Group of geologic formations in New Mexico, US

The Manzano Group is a group of geologic formations in central New Mexico. These have radiometric ages of 1601 to 1662 million years (Ma), corresponding to the late Statherian period of the Paleoproterozoic.

The name Manzano Group was previously applied to a group of sedimentary formations of Permian age in roughly the same geographical area. The original Manzano Group was historically important in the establishment of the paleontological time scale of the Permian period in western North America. However, the name was abandoned after 1920.

==Description==
The group consists of Statherian lithostratigraphic units exposed in the Los Pinos Mountains and nearby ranges of central New Mexico.
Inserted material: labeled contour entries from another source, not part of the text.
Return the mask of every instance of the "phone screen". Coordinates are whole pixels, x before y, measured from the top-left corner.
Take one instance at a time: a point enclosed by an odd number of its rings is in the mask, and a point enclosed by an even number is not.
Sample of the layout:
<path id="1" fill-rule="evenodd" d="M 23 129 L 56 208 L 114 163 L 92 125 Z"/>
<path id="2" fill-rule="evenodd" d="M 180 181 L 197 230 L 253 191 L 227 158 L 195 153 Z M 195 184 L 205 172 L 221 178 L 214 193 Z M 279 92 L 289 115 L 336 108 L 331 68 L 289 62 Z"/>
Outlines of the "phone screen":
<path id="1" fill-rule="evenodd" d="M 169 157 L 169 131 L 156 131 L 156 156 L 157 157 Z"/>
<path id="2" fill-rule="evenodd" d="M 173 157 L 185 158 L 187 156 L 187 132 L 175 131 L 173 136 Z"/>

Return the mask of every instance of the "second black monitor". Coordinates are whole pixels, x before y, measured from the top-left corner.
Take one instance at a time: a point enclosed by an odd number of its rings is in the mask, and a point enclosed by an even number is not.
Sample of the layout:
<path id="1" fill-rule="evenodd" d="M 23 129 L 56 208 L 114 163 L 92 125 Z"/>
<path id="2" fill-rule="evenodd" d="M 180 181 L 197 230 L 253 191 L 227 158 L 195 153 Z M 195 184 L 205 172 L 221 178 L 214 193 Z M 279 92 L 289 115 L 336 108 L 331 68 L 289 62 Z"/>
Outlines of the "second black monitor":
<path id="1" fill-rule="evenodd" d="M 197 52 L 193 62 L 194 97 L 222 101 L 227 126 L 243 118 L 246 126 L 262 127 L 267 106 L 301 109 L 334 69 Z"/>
These are mostly metarhyolite or quartzite units with some schist and amphibolite, and form a sequence in excess of 2700 meters thick. The group records deformation attributed to the Mazatzal orogeny, and the quartzites of the group may be the provenance of the lower conglomerates of the Marquenas Formation to the north, which was previously problematic. Study of the group also provides evidence in favor of the hypothesis that the Mazatzal Province was formed by continental arc volcanism from Yavapai crust. The group was subsequently severely folded and intruded by magma bodies during the Picuris orogeny.

===Stratigraphy===
The group is best exposed in an overturned syncline in the Los Pinos Mountains. Here the stratigraphy is:

Blue Springs Formation (youngest)
Sais Quartzite
Estadio Schist
White Ridge Quartzite
Abajo Formation
Sevilleta Metarhyolite
Bootleg Canyon Sequence
Tijeras Greenstone

The Estadio Schist is a garnet + staurolite + biotite schist, described as a marker bed separating the Sais Quartzite from the White Ridge Quartzite.
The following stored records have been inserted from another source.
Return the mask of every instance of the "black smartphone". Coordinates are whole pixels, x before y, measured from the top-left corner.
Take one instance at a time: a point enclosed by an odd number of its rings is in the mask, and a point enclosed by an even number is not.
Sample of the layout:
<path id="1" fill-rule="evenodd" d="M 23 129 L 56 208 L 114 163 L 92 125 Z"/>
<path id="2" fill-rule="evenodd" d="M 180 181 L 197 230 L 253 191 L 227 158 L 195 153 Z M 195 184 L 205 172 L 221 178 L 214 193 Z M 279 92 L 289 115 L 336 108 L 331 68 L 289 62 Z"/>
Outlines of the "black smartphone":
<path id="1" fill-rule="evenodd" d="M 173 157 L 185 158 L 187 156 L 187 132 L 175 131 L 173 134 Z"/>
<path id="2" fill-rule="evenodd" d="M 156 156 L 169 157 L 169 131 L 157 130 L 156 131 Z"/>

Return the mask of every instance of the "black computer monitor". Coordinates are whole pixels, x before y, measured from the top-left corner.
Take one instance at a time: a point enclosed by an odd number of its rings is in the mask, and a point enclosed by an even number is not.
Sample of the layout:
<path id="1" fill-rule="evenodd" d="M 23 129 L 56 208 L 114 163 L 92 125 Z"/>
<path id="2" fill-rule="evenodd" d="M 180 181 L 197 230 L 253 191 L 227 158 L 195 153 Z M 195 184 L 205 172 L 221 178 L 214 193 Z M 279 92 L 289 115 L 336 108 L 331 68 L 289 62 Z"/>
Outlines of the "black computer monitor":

==History of investigation==
The Manzano Series was first named by Herrick in 1900. Herrick correctly placed the Carboniferous - Permian boundary just below the base of this unit and identified Permian fossils in overlying beds, but could find no fossils within the series itself. Gordon assigned the underlying beds to the (now-abandoned) Magdalena Group and added the overlying limestone beds now assigned to the San Andres Formation, and placed the Manzano Group in the upper Carboniferous based on fossils reported by Lee and Girty. The name continued in use at least as late as 1920, when Boese concluded from ammonite fossils that the Abo Formation was Uralian (Cisuralian?) in age. This placed the fossils in the upper Pennsylvanian as defined in western North America at that time, and Boese recommended abandonment, or at least heavy revision, of the Manzano Group.
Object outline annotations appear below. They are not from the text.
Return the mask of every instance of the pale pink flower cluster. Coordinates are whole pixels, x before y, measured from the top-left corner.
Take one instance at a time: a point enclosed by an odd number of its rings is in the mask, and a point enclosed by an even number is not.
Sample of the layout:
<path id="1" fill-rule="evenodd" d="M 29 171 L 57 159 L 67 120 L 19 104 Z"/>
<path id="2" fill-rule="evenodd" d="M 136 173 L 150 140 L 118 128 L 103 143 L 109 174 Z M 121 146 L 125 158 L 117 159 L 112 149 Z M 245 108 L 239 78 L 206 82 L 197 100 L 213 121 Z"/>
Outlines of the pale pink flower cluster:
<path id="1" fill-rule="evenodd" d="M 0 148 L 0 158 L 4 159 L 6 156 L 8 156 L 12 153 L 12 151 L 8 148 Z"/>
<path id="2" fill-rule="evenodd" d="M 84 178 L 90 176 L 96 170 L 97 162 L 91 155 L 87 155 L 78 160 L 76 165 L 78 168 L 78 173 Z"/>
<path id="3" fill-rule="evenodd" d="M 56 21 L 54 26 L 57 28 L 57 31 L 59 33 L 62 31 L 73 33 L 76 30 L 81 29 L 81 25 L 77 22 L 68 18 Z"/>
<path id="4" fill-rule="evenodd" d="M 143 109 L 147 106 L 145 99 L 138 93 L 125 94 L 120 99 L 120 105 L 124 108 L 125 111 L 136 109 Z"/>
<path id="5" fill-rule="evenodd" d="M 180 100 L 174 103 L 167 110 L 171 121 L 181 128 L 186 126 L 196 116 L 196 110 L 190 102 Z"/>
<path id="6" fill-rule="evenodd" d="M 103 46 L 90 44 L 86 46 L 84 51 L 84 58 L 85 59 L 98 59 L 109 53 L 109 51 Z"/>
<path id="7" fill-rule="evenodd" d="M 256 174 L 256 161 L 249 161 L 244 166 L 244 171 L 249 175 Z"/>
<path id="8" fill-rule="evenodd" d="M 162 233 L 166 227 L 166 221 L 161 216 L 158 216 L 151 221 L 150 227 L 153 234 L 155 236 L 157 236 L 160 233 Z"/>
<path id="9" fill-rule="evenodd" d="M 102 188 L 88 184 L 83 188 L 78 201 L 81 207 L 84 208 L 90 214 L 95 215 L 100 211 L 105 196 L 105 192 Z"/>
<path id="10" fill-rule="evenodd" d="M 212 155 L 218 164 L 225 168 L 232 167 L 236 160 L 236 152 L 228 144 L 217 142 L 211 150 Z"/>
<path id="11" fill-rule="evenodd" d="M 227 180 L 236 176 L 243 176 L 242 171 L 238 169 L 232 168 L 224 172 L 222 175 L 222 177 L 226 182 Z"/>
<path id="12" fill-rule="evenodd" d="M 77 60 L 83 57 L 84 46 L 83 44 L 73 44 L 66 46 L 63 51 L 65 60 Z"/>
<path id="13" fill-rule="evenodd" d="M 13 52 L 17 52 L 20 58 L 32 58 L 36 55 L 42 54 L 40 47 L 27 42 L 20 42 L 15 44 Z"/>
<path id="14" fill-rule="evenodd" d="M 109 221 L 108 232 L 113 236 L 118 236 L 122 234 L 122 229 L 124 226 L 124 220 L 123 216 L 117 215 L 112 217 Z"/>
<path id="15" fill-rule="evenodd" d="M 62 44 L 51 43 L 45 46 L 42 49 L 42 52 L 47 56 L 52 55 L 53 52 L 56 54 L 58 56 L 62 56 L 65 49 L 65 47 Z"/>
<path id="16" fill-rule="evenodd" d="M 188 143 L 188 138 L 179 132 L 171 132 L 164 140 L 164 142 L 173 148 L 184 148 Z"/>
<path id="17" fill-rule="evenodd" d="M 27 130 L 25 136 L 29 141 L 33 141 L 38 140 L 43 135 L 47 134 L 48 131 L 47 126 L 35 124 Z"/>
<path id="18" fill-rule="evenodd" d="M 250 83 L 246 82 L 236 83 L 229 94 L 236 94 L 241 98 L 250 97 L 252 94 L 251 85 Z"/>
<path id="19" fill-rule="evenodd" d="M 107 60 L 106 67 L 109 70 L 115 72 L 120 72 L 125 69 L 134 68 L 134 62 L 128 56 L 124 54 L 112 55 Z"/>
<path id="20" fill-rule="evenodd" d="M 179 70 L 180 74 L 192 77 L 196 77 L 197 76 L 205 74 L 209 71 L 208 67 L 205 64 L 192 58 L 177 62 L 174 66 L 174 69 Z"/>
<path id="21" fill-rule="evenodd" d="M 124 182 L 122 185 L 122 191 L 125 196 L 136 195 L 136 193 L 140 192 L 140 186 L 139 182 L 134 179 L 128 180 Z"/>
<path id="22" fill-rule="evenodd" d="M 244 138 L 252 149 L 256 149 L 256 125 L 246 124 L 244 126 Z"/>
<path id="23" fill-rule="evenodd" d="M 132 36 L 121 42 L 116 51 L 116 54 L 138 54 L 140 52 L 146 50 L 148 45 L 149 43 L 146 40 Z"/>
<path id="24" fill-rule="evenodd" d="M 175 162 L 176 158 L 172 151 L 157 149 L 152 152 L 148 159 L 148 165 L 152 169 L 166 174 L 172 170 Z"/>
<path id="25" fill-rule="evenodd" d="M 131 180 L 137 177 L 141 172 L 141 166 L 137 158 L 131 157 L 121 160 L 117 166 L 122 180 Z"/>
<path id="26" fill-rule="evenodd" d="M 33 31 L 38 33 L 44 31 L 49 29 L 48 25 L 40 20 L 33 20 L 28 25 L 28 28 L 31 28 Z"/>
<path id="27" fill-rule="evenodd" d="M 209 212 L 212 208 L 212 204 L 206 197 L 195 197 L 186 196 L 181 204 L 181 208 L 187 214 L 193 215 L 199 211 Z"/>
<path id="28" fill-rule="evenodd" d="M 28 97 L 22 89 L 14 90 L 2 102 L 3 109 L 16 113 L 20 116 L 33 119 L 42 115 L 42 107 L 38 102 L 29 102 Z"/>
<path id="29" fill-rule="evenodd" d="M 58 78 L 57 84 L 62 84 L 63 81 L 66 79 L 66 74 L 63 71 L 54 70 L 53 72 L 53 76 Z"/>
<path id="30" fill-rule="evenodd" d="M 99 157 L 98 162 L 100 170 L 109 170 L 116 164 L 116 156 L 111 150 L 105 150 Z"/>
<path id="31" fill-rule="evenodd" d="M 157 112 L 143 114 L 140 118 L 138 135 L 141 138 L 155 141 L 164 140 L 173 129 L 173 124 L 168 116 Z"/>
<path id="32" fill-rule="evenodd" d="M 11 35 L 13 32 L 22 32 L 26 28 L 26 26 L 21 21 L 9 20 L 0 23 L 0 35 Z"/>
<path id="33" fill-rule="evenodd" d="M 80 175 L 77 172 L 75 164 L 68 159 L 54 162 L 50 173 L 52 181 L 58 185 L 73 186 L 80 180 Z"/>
The modern units corresponding to the original Manzano Group are (in ascending stratigraphic order) the Bursum Formation, Abo Formation, Yeso Formation, Glorieta Sandstone, and San Andres Formation. The Yeso Formation has itself been promoted to group rank, though this has not been universally accepted.

The name Manzano Group was revived in 2006 to refer to latest Statherian formations in the Manzano Mountains, a usage that has since become more widely adopted.